Hence issuance of Ext.P4 on 2.10.1998 by the appellant itself was
doubtful as alleged by the prosecution. That apart when PW4 was
examined before the court, he had a definite case that the appellant
came to her house along with DW1 and other police officers. This
witness has stated that the appellant had told her that he should
be properly met and the appellant had demanded an amount of
Rs.25,000/= as bribe for settling Crime No.181/1998 and deletion
of two women accused from the array of accused. But this witness
has no case that the demand made by the appellant has been
conveyed either to PW1 or any other witness. What PW4 had
stated was that she had handed over Ext.P4 to PW3 and thereafter
she was not aware of anything about Ext.P4. She had
specifically stated that receipt of Ext.P4 or demand so made by
the appellant was not conveyed to PW1. This witness also has
admitted that the appellant tried to arrest her husband – PW3 in
connection with the crime registered against him and PW4.
CRL.A.NO.656/2001 22
Hence, the evidence of Pws 1, 3 and 4 with regard to the demand
made by the appellant for any bribe cannot be accepted without
corroboration of other evidence. In this context, the specific case
set up by PW1 in Ext.P1 was that the appellant had demanded
Rs.5,000/= to be paid as bribe. This Court has already found
that the 1st demand, according to PW1, was made by the driver
Radhakrishnan and not by the appellant. In the above
circumstances, the evidence of Pws 1, 3 and 4 regarding the
alleged demand made by the appellant cannot be accepted. In this
context, the judgment of the Apex Court reported in Major E.G.
Barsay v. State of Bombay ( AIR 1961 SC 1762) is relevant .

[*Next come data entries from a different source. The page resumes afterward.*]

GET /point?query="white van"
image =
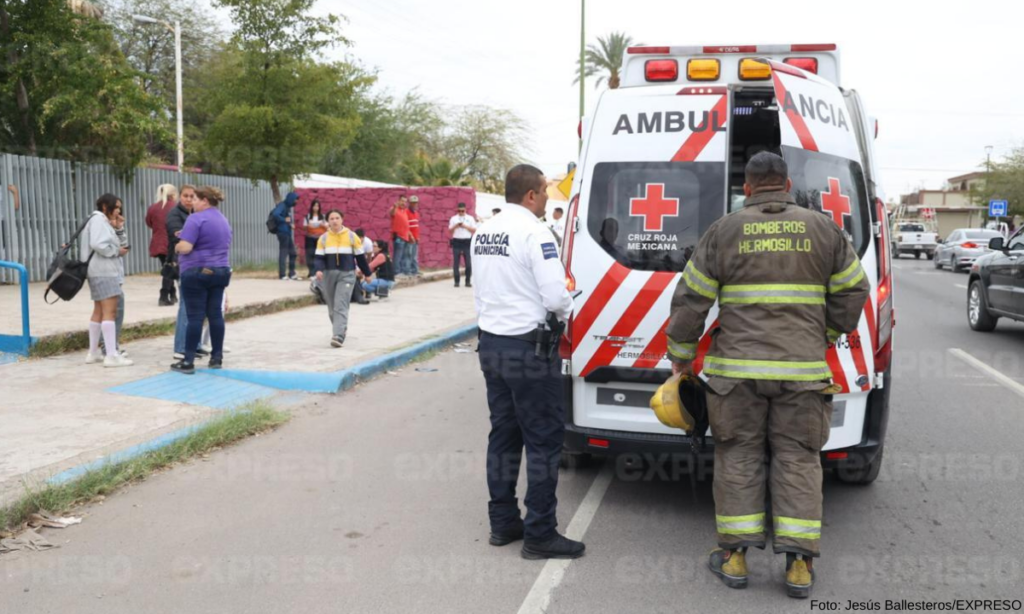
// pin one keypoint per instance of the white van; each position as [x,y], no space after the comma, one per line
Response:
[664,158]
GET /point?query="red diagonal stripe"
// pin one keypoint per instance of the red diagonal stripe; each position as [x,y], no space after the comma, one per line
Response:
[698,140]
[803,133]
[597,301]
[630,319]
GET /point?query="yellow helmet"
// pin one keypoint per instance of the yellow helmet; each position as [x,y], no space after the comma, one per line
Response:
[669,407]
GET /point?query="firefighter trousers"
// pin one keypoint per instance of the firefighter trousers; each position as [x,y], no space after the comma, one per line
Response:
[790,421]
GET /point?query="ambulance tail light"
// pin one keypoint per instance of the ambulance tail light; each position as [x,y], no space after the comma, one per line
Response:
[704,69]
[753,70]
[660,71]
[804,63]
[886,314]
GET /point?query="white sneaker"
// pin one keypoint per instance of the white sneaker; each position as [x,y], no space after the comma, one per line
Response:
[117,361]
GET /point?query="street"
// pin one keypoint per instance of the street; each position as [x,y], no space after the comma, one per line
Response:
[375,500]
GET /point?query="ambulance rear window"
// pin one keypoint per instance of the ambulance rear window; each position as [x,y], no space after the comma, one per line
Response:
[833,186]
[650,215]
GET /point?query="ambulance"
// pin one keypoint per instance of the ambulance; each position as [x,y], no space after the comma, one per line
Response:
[663,158]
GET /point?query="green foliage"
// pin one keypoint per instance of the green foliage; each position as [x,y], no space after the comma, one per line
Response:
[67,91]
[275,107]
[1006,180]
[605,58]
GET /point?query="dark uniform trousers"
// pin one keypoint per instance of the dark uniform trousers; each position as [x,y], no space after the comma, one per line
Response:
[791,419]
[526,409]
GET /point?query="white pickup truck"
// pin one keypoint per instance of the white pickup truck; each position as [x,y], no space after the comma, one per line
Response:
[910,237]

In the above judgment the Apex Court held that the evidence of a
trap witness should be corroborated by the independent evidence.

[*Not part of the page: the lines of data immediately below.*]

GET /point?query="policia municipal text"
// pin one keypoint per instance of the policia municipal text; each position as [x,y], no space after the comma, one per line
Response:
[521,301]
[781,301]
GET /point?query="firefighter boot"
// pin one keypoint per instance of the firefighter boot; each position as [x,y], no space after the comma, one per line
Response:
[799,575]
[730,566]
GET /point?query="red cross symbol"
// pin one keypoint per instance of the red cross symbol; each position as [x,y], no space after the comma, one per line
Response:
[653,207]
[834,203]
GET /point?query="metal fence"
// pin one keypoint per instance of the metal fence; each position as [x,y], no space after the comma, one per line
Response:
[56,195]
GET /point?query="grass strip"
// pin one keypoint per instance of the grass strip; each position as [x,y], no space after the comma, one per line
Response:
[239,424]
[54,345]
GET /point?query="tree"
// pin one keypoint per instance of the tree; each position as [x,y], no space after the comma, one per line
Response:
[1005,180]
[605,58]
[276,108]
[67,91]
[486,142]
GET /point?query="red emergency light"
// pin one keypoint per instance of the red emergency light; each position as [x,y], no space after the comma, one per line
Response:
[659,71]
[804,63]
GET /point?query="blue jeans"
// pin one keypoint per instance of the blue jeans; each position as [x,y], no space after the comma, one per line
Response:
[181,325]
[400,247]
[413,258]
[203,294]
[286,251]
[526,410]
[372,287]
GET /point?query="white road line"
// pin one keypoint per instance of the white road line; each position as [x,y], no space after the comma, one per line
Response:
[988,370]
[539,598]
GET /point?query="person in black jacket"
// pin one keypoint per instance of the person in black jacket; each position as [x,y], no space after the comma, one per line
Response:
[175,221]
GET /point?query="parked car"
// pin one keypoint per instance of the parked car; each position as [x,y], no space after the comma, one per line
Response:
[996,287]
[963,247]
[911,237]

Further an early judgment of the Apex Court reported in Sat
Paul v. Delhi Administration (AIR 1976 SC 294) is also can be
advantageously referred. In the above case, the Apex Court had
taken the view that where the witness have poor moral fiber and
have to their discredit a load of bad antecedents which indicates
their having a possible motive to harm the accused who was an
obstacle in their immoral activities, it would be hazardous to
accept the testimonies of such witnesses without corroboration on
CRL.A.NO.656/2001 23
crucial points from independent sources. Admittedly Pws 1, 3 and
4 are accused in Crime No.181/1998 involving the offences like
rape, kidnapping and criminal intimidation and so on. Hence, Pws
1 to 4 have got their own interest to speak against the appellant
and they were in the zest of a remedy for escaping from the
clutches of the crime registered against them. It has also come
out in evidence that as per Ext.P7 C.D file a case was registered
against Pws 1, 3 and 4 and her brother Vijayan and four others for
committing heinous crime like rape, kidnapping and criminal
intimidation. Hence, the evidence of these witnesses is not
sufficient to prove that the appellant had made demand for any
bribe as alleged by the prosecution. Hence, benefit of doubt
regarding demand shall be construed in favour of the appellant.

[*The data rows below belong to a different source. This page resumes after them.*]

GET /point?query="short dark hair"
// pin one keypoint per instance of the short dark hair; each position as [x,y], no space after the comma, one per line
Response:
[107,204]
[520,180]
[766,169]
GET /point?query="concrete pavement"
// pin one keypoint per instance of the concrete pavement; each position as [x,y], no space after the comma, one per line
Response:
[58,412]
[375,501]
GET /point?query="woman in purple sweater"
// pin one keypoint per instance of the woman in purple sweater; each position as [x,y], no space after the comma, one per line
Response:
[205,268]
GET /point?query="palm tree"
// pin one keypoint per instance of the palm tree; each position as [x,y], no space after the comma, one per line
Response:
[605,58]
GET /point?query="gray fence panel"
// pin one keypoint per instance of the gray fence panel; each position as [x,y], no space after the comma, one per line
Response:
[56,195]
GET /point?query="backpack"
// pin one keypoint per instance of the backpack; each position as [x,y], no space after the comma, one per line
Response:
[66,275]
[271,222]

In this contest, the learned Public Prosecutor contends that as per
Ext.P3 recovery mahazar, MO1 series of marked currency notes
were recovered from the almirah in the bed room of the
appellant and it was proved by the evidence of PW2 and PW8 that
MO1 series were the same currency notes marked and described in
Ext.P2 entrustment mahazar. Hence the recovery itself is only
to prove that the appellant had demanded bribe and received the
same as per the presumption available to the prosecution as per
CRL.A.NO.656/2001 24
Section 20 of the P.C.Act.
6. To this argument, Sri.T.Ravikumar, the learned counsel
appearing for the appellant had contended that even though PW1
had stated before the court that he had placed the marked
currency notes on the table which was placed in the bed room of the
appellant as asked by the appellant, MO4 piece of Hindu paper
was found on the table seen in the sit out or in the next room of
the bed room. Hence, it is doubtful whether the marked notes
were placed by PW1 on the table as alleged by the prosecution and
that apart PW1 had categorically stated before the court that he
had placed the currency notes on the table seen inside the bed
room close to the sit out in which the appellant came on switching
the caling bell by PW1. That apart, according to PW8, when PW1
had given signal showing the acceptance of the amount by the
appellant, PW2 and other police officials entered into the quarters of
the appellant and PW8 asked the appellant where the amount
which he received from PW1 was kept. To this question, the
appellant himself has answered that he had taken the currency
notes from the table and put the same in the almirah and
thereupon PW2 was directed by PW8 to take out the currency
CRL.A.NO.656/2001 25
notes from the almirah and PW2 had taken out the currency notes.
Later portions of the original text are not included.